22. Himeji Castle in Himeji
Himeji Castle is a beautiful hilltop castle, located in Himeji, a city located in Hyōgo Prefecture in the Kansai region of Japan. It can be reached easily from Osaka or Kyoto.
The castle is one of the most beautiful castles in Japan, because of the beautiful simple white colour and is also known as the ‘White Heron Castle’ or ‘White Egret Castle’. The complex has over 83 buildings with defensive systems that date back to the feudal period.
The Himeji Castle is also a world heritage site. Unlike Osaka Castle and other Japanese castles, it hasn’t been ebuild due war, fire or earthquake. Therefore it’s known as the finest surviving example of Japanese castle architecture.
23. Kotokuin temple in Kamakura
The Kamakura Daibutsu (Great Buddha of Kamakura) is located in Kamakura, which is in the Kanagawa Prefecture close to Tokyo. Kamakura is a popular tourist destination with many temples, shrines and other beautiful historical monuments. The great Buddha of Kamakura is a beautiful copper statue that stands on the grounds of Kotokuin Temple. It’s a very impressive statue, standing on a height of more than 11 meters. It’s quite unique for Japan that the statue sits in open air.
24. Gotokuji Temple in Tokyo
If you’re looking for a quiet temple in Tokyo, visit the Gotokuji Temple. It’s located in the quiet area of Setagaya Ward of Tokyo, away from all the business of the city center. Here you’ll find hundreds of beckoning cat statues. If you wonder why there are so many cat statues at Gotokuji, it’s because there is a famous story that Gotokuji is actually the place where the beckoning cats were made for the first time.
Next to all the cat statues, the temple complex itself is also beautiful and pretty big too. It’s definitely worth a visit if you’re looking for a more off the beaten track place in Tokyo.
25. Naoshima art island
Shikoku, located in the Seto Inland Sea, in Japan is one of the four major islands in the country. It’s one of the lesser known islands too, which is perfect if you’re looking for a unique destination in Japan.
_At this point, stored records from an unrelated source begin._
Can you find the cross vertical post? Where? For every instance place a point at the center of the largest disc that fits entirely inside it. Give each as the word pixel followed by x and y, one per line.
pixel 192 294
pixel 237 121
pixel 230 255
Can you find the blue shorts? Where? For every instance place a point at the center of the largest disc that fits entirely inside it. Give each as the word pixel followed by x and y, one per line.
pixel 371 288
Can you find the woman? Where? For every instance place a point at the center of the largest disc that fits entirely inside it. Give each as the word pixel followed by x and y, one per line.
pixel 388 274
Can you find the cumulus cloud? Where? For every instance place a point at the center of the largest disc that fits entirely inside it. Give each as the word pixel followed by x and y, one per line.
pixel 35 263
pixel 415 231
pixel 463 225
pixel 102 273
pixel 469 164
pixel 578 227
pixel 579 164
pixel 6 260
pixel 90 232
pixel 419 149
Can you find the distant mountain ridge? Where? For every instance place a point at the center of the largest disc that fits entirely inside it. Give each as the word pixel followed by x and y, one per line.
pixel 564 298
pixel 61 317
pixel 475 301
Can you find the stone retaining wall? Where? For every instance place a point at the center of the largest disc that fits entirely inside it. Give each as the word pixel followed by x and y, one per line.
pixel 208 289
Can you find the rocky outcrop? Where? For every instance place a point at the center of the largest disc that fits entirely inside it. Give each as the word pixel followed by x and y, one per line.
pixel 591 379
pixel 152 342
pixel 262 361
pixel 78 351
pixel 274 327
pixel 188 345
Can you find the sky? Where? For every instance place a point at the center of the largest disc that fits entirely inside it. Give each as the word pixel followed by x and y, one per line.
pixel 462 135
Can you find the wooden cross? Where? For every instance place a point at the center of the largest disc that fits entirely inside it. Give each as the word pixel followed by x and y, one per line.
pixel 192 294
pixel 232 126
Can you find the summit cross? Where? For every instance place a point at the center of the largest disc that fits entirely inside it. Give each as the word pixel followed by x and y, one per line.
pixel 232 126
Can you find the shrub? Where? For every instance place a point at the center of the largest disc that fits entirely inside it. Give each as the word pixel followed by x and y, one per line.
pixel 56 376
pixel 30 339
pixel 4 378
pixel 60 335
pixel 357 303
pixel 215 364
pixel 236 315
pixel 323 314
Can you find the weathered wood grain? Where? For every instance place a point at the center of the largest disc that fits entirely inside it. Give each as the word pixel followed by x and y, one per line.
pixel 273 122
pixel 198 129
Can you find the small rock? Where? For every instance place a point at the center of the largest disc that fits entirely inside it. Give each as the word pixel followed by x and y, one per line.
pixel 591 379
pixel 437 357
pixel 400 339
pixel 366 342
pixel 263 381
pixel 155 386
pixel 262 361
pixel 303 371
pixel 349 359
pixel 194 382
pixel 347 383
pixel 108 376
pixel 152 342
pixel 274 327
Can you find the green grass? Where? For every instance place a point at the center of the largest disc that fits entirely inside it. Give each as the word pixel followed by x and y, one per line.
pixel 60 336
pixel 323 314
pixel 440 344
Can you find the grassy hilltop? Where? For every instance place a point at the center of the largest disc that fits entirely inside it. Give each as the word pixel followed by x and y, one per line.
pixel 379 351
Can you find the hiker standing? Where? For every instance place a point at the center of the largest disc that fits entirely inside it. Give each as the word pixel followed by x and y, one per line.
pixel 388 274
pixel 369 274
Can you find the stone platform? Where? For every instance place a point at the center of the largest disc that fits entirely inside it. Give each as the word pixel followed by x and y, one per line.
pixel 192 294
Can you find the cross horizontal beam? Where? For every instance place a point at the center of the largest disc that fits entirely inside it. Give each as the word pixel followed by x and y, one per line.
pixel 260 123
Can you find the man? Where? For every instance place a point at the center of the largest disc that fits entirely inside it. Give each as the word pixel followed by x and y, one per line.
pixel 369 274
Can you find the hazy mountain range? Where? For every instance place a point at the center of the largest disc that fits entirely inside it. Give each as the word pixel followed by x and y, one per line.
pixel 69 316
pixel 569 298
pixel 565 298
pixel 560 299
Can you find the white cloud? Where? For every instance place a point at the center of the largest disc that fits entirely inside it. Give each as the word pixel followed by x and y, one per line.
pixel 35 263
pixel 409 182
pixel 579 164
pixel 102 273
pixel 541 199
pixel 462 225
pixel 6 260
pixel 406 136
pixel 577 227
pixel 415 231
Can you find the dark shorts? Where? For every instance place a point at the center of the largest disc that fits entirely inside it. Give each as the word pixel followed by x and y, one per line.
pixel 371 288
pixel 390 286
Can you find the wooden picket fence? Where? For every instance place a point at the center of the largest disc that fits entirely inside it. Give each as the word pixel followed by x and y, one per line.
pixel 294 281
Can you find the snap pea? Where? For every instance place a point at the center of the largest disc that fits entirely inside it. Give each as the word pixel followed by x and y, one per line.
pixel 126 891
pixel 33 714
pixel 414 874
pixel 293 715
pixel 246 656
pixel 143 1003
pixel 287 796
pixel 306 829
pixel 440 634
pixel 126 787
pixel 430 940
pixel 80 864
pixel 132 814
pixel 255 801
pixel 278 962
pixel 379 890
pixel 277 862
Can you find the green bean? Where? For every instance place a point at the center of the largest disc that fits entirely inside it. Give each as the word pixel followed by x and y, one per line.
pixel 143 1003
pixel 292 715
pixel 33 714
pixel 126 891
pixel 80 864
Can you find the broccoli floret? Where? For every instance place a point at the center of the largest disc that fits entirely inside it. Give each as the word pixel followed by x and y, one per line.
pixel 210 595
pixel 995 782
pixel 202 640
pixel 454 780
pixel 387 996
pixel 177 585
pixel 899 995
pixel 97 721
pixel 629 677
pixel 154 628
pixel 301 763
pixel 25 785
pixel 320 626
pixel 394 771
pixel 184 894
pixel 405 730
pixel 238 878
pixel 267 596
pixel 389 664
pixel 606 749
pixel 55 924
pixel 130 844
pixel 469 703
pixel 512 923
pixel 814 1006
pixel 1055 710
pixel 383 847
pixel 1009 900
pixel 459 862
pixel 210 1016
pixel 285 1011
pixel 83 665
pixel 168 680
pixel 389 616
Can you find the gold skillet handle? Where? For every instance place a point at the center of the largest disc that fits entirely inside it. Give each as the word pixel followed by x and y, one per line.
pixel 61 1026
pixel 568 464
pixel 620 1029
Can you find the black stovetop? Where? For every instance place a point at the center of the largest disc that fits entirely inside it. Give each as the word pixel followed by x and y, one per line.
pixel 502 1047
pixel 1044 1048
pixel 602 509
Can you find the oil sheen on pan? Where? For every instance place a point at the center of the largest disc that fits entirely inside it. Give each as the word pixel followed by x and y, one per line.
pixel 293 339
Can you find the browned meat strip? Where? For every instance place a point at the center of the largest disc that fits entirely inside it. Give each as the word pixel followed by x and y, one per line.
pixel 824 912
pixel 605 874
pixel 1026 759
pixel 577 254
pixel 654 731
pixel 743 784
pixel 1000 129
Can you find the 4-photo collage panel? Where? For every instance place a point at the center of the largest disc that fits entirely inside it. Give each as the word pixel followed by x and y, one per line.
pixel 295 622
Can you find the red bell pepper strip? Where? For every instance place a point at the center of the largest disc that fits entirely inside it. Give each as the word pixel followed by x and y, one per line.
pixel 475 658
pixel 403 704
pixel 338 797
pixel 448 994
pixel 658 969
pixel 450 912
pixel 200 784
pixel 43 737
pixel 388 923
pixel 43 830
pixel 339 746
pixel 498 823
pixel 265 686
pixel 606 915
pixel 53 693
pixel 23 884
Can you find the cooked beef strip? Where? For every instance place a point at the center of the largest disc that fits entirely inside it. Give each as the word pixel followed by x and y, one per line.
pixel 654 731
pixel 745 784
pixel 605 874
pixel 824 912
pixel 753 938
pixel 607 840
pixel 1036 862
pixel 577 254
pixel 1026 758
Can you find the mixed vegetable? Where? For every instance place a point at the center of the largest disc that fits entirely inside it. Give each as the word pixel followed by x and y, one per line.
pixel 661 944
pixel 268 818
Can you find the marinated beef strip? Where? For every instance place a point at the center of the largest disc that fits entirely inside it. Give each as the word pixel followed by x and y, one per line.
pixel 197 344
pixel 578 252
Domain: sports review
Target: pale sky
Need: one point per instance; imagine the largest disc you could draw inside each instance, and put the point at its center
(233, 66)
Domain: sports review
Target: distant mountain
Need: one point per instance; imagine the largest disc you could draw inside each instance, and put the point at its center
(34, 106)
At Shikoku you’ll find the art island Naoshima, together with the iconic Pumpkin Sculpture by Yayoi Kusakuma. Noashima is known or its modern art museums, architecture and outdoor sculpture. Furthermore, you’ll also find beaches and it’s a perfect laid-back destination in Japan. If you’re an art lover, definitely include
That were the 25 most beautiful places in Japan! These were not only the most typical things to do, as this list included quite some unique places to visit in Japan. There are more beautiful spots to visit, but these spots are definitely a great start.